Don't be afraid to post multiple times a day. While it may seem like a lot, each piece of content will receive different viewers or readers, so you won't overwhelm the same people each time you post. Not every business will receive the same numbers as Patel's, but through experimentation, you'll be able to find which numbers work best for you.

Regularly posting to social media and your website will attract visitors.Regularly posting to social media and your website will attract visitors.

3. Learn the rules
Navigating social media well requires learning the subtleties of each platform. Twitter only allows 140 characters per post, which means that you should craft the things you share there for maximum pith. Abbreviations are more acceptable, and long series of tweets should be prefaced so that a reader knows what is coming. 

On Pinterest, it's all about images. The first thing a user will see is a picture that represents a post, so make sure that your image is captivating. Pinterest is a good choice of social media outlet for visually-based companies, such as design, but loses its value for anything that requires significant explanation. As such, it is a platform more closely directed at a B2C audience than a B2B one.  
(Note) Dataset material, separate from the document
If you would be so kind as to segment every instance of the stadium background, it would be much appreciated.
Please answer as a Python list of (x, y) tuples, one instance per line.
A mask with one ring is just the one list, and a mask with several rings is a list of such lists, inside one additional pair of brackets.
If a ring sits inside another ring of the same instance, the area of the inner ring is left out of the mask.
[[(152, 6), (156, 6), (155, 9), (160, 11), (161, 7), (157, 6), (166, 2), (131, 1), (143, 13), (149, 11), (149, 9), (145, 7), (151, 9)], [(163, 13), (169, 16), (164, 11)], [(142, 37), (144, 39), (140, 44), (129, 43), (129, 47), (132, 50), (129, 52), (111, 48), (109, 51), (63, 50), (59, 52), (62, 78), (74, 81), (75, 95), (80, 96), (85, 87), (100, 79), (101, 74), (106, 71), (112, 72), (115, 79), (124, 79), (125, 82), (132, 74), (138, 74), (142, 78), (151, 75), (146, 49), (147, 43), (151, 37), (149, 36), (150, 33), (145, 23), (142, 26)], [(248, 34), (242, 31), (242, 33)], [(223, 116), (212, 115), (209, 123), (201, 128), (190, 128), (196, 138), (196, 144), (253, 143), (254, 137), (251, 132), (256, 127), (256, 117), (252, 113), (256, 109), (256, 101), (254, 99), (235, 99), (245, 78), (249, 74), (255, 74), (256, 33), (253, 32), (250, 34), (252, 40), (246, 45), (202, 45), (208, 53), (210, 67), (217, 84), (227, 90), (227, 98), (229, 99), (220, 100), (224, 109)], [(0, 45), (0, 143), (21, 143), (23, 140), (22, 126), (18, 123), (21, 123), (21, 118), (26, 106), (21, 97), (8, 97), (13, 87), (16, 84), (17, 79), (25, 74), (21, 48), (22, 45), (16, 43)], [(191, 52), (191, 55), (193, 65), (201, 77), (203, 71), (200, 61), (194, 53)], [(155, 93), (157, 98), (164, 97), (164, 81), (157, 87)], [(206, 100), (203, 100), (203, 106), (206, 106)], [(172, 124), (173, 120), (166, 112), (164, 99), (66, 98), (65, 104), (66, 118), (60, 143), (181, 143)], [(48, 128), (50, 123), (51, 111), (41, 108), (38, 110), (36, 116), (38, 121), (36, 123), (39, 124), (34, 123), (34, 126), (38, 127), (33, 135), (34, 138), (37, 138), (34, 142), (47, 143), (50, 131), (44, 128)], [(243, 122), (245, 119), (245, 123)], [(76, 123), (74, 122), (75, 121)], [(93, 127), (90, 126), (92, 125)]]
One of the main things that differentiates the Facebook experience is that people use their real names, which are often connected to identifying information. Thus, you can create a community of like-minded people, who are connecting on a level that is less anonymous than other networks. 

Each of these sites has slightly different demographics, so it's important to know the audience you want to reach before you decide where to allocate your resources. For example, Pinterest leans more heavily female than other social media sites, while Facebook's median age is older than Twitter's. To ensure maximum coverage, create content that is unique to the medium, but still retains your core brand voice. Sharing posts from your website can generate traffic for both social media and your company's site, Forbes contributor John Rampton explained. Don't forget to use hashtags, which are the SEO for social networking. This will ensure your posts appear whenever someone searches for specific terms.

4. Communicate with your audience
No customer wants to feel ignored. If one contacts you, and doesn't receive an answer, the experience could be so frustrating that they take their business elsewhere. Invest in a team that is dedicated to, and trained in, handling customer feedback. People like knowing that their issues are being heard and addressed, and are likelier to return when that is the case.

"When online, consumers want to talk to other people, not a brand name."

This strategy will also show people that you're human. Consumers want to talk to other people, not a brand name, Rampton claimed. While a brand might be nothing more than a symbol to them, the employees behind it are human, and can forge actual connections. Taking the time to cultivate a genuine interaction shows that you care about the customer, a feeling they're likelier to reciprocate.

As well, having regular interactions means that readers are more likely to return to the site. It is an easy and ready source of content, and creates an emotional investment on their part. If these communications are done via social media, they also function as a symbol to potential customers that, were they to convert, they would receive a high level of service. 

5. Link between pages
The longer it takes a reader to find what they're looking for on your site, the lower your chances of conversion are. Users today aren't interested in a site that is difficult or counterintuitive, so place links to social media profiles in a prominent, easy-to-spot location. Create specialized icons for your accounts, so as to create a deeper connection, and include a link on those accounts to your website itself. That way, no matter how a customer finds you, it's easy to get any additional information that they might need. 

When people have a positive interaction with a company, they'll share their experience with their friends and families, which will encourage them to look up the business. By creating a website and social media accounts that promote you to your audience, you'll be able to drive traffic between your pages.